Non è un caso che la litografia, dando ai disegni una dimensione usa e getta fin dalla loro nascita, abbia segnato una svolta importante nella storia del fumetto. Ma al di là della sua rappresentazione nella forma di un oggetto artistico essenzialmente transitorio, quest’ultimo ci permette anche di esprimere, con inquietante acutezza, ciò che condensiamo delle nostre esperienze di vita, i nostri tentativi di comprenderci gli uni gli altri, ciò che conserviamo delle nostre vite individuali.
Sfortunatamente, trascorriamo anche la maggior parte del nostro tempo rivivendo le nostre delusioni, temendo il futuro e piangendo coloro che abbiamo perso, senza notare la squisita bellezza che è ancora lì, alla nostra portata, ovunque e in ogni momento.

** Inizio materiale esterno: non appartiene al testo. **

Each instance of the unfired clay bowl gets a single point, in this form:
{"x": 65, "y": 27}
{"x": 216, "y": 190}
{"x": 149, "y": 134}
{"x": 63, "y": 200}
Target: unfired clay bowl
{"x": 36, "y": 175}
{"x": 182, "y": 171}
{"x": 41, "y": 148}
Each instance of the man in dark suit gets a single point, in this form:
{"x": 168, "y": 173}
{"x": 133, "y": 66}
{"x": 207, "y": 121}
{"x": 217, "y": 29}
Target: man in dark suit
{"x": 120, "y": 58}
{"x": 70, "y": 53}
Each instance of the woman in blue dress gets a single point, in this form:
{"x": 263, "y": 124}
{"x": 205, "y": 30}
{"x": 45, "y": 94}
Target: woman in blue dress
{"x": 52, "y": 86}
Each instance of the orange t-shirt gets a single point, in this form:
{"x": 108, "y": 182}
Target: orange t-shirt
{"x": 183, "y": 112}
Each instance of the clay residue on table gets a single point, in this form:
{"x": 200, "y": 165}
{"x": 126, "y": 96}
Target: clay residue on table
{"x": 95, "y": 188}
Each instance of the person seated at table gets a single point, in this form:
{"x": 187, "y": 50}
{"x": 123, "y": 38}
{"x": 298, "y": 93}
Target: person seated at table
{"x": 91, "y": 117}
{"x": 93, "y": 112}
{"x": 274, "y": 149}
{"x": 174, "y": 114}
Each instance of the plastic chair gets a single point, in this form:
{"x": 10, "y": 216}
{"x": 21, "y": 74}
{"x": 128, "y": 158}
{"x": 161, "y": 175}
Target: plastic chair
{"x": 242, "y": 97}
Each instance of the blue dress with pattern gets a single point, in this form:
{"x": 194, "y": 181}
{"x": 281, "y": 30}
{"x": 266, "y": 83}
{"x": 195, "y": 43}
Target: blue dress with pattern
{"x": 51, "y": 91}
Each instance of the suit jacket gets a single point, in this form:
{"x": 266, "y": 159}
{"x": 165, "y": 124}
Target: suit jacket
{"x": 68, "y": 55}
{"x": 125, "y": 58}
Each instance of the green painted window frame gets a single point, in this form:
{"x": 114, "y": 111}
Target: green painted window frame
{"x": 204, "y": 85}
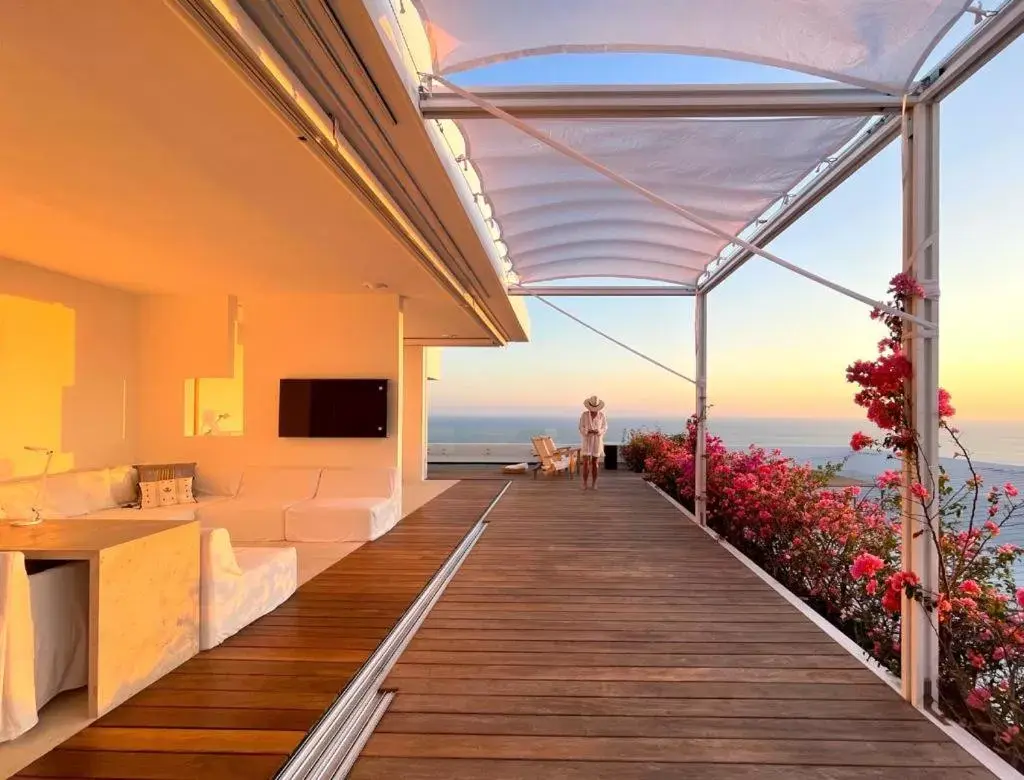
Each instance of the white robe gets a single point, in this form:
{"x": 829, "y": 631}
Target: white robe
{"x": 592, "y": 430}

Noi umani siamo fino a prova contraria l’unica specie sulla Terra che continua a vedere ad occhi chiusi; lo sperimentiamo ogni notte e in un certo senso anche quando siamo svegli, riproducendo e rielaborando continuamente il film della nostra vita, quel filo conduttore che ci unisce dalla culla alla tomba. In altre parole, noi autori e disegnatori non facciamo niente di più, seduti davanti a un computer o in piedi davanti a un cavalletto, se non lasciare dietro di noi un mucchio di cose che i nostri figli avranno solo da… buttare in seguito.

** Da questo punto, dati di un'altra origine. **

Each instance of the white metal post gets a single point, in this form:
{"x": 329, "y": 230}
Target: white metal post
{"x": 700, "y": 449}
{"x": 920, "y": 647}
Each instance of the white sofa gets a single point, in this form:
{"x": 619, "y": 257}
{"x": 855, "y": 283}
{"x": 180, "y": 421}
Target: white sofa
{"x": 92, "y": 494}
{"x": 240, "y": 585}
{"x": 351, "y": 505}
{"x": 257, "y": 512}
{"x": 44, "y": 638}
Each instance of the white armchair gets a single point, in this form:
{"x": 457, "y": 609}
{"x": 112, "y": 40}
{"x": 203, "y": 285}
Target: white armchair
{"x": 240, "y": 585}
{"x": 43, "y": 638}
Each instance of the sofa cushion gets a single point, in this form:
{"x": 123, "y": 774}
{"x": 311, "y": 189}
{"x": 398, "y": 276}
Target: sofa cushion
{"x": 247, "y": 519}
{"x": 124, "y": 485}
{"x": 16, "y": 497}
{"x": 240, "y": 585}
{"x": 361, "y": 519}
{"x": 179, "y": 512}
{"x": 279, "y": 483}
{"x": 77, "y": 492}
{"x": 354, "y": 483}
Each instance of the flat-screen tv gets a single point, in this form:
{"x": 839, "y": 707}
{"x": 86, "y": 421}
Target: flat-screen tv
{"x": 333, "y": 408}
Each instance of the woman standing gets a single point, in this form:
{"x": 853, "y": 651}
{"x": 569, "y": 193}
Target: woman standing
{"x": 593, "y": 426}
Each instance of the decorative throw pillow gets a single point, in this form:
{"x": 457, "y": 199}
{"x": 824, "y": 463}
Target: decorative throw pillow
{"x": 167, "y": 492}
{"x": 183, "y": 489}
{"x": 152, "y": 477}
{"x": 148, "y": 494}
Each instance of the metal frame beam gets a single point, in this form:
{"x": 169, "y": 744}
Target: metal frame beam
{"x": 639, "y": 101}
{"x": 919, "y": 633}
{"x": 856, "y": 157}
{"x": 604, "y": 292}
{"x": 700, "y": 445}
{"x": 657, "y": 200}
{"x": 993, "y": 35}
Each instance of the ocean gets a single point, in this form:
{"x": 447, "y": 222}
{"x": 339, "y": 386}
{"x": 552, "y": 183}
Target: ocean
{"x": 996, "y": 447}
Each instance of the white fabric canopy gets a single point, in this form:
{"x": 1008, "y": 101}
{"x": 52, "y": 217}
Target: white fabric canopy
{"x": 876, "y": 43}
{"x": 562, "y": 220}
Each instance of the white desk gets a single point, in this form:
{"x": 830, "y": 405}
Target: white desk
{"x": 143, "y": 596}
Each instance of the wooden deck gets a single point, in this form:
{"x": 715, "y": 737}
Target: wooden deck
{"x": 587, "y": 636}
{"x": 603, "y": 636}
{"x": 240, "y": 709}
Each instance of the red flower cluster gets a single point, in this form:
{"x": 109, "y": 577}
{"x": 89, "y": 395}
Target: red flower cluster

Questo modo di esprimersi per immagini, naturalmente transitorie, presenta tuttavia alcuni vantaggi artistici; infatti, dove chi non capisce un quadro o una scultura incolperà le proprie mancanze nella storia dell’arte, chi non capisce un fumetto accuserà, invece, il suo autore di non essere stato all’altezza del proprio compito. Noi fumettisti siamo abituati a essere visti come “idioti”; tanto meglio, perché ci permette di stabilire una connessione più schietta, più diretta con il lettore e quindi di offrirgli una vera esperienza emotiva. La maggior parte di noi è al lavoro quando i nostri cari “festeggiano” o semplicemente dormono. Sappiamo quanto possa essere difficile, e soprattutto lo sforzo che ci vuole… anni di concentrazione e determinazione.

Per tutti questi motivi, dopo un anno difficile, sullo sfondo di una pandemia durante la quale tutti si sono trovati a confrontarsi (ah, ah!) con la quotidianità di un fumettista (chiuso in casa, condannato a infilare parole sotto le porte), ho la confortante sensazione di essere finalmente preso sul serio, da tutti voi, e anche dal vostro Paese dove l’arte e la scrittura sono considerate nel loro vero valore. Sono ancor più commosso e toccato dal fatto che la mia patria possa essere descritta come un paese in via di sviluppo, visto il modo in cui ha quasi abbandonato la democrazia negli ultimi quattro anni. Libertà ! Fratellanza! E soprattutto: grazie!”